Von der Giftlattich-Pflanze wurden früher die getrockneten Blätter und der getrocknete Milchsaft, das Lactucarium, verwendet. Aus den Blättern wurde Tee zubereitet, das Lactucarium direkt eingenommen. In beiden Fällen wird von einer beruhigenden, schmerzstillenden, einschlaffördernden Wirkung berichtet. Auch gegen Hustenreiz und als Diuretikum wurde es erfolgreich eingesetzt.

Die Wirkung des Giftlattichs als Downer führte dann auch zu der Bezeichnung Pflanze der Eunuchen, und Ärzte verschrieben Giftlattichtee gegen Nymphomanie. Im frühen Altertum dagegen glaubten die Menschen noch, die Ähnlichkeit des Milchsaftes mit Sperma bedeute, die Pflanze wäre ein Aphrodisiakum!

Die getrockneten Blätter und besonders das Lactucarium müssen als stark giftig eingestuft werden. Eine Einnahme von wesentlich mehr als ein Gramm Lactucarium ruft zuerst Kopfschmerz, Schweißausbrüche und Schwindel hervor, und die Vergiftung kann bis zum Herzstillstand führen.

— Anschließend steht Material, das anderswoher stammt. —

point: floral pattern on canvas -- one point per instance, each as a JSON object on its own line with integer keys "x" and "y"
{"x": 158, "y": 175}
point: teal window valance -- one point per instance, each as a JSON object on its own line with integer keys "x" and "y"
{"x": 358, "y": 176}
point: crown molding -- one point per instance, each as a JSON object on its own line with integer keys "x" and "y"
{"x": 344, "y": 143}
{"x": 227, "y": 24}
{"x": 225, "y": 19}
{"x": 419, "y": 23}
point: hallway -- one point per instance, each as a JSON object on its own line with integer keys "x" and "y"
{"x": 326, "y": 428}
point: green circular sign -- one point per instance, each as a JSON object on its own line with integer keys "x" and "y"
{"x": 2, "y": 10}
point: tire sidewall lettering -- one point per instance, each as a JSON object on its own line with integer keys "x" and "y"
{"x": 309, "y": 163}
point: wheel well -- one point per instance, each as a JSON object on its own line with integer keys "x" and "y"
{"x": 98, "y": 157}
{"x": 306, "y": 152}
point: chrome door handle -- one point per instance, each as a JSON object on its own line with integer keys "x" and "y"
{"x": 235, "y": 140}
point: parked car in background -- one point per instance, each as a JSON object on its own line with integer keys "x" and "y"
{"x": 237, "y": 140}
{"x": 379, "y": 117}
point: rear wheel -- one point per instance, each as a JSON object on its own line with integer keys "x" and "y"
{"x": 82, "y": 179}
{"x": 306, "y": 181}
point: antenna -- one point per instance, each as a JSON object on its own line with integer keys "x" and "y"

Laut Hager[4] sind beim bestimmungsgemäßen Gebrauch jedoch "praktisch nie ernstzunehmende Vergiftungen" aufgetreten. Konkrete Vergiftungsfälle seien in jüngerer Zeit weder beim Menschen noch beim Tier bekannt geworden.

Geschichte

Giftlattich wurde seit dem Altertum als Heilpflanze verwendet. Zunächst im Mittelmeerraum, und später auch bei uns war seine angeblich beruhigende, harntreibende Wirkung geschätzt. Hippokrates beispielsweise schrieb 430 v. Chr über die unterschiedlichen Vorzüge des wilden Lattichs und des Kopfsalats. Der römische landwirtschaftliche Schriftsteller Columella beschrieb im Jahr 42 vier Lattich-/Salatsorten, und Plinius nur 57 Jahre später deren neun. Kaiser Augustus soll für seine Genesung von schwerer Krankheit den Giftlattich verantwortlich gemacht haben und so beeindruckt gewesen sein, dass er zu dessen Ehre eine Statue errichten ließ. Es muss sich um starke Schmerzen gehandelt haben, denn die Wirkung der Pflanze wird als ähnlich der des Opiums beschrieben, obwohl sie keinerlei Opiate enthält. Warum Augustus dann aber nicht Opium selbst verwendete, das den Römern wohlbekannt war, bleibt unklar. Vermutlich mit der Ausweitung des römischen Reiches verbreiteten sich dann die Lattichpflanzen auch in anderen Teilen Europas.

Gegen Ende des 18. Jahrhunderts sollen immer mehr Ärzte den getrockneten Milchsaft des Giftlattich (das Lactucarium) als Opiumersatz, sogar bei chirurgischen Eingriffen verwendet haben. Um 1847 wurde die Pflanze im Moselgebiet großflächig angebaut, und das gewonnene Lactucarium sodann von Zell (Mosel) über England nach U.S.-Amerika verschifft, vielleicht um dort an Chinesen verkauftes Opium zu strecken. Ein Indiz dafür ist, dass der damalige Preis für den Stoff eng mit dem des Opiums zusammenhing. Möglich ist auch, dass man sich unabhängiger vom Opium machen wollte, das im Zuge der Lieferungen nach China nach dem ersten Opiumkrieg knapp geworden war. Auch in anderen europäischen Ländern gab es zu dieser Zeit einen Anstieg des Anbaus von Giftlattich.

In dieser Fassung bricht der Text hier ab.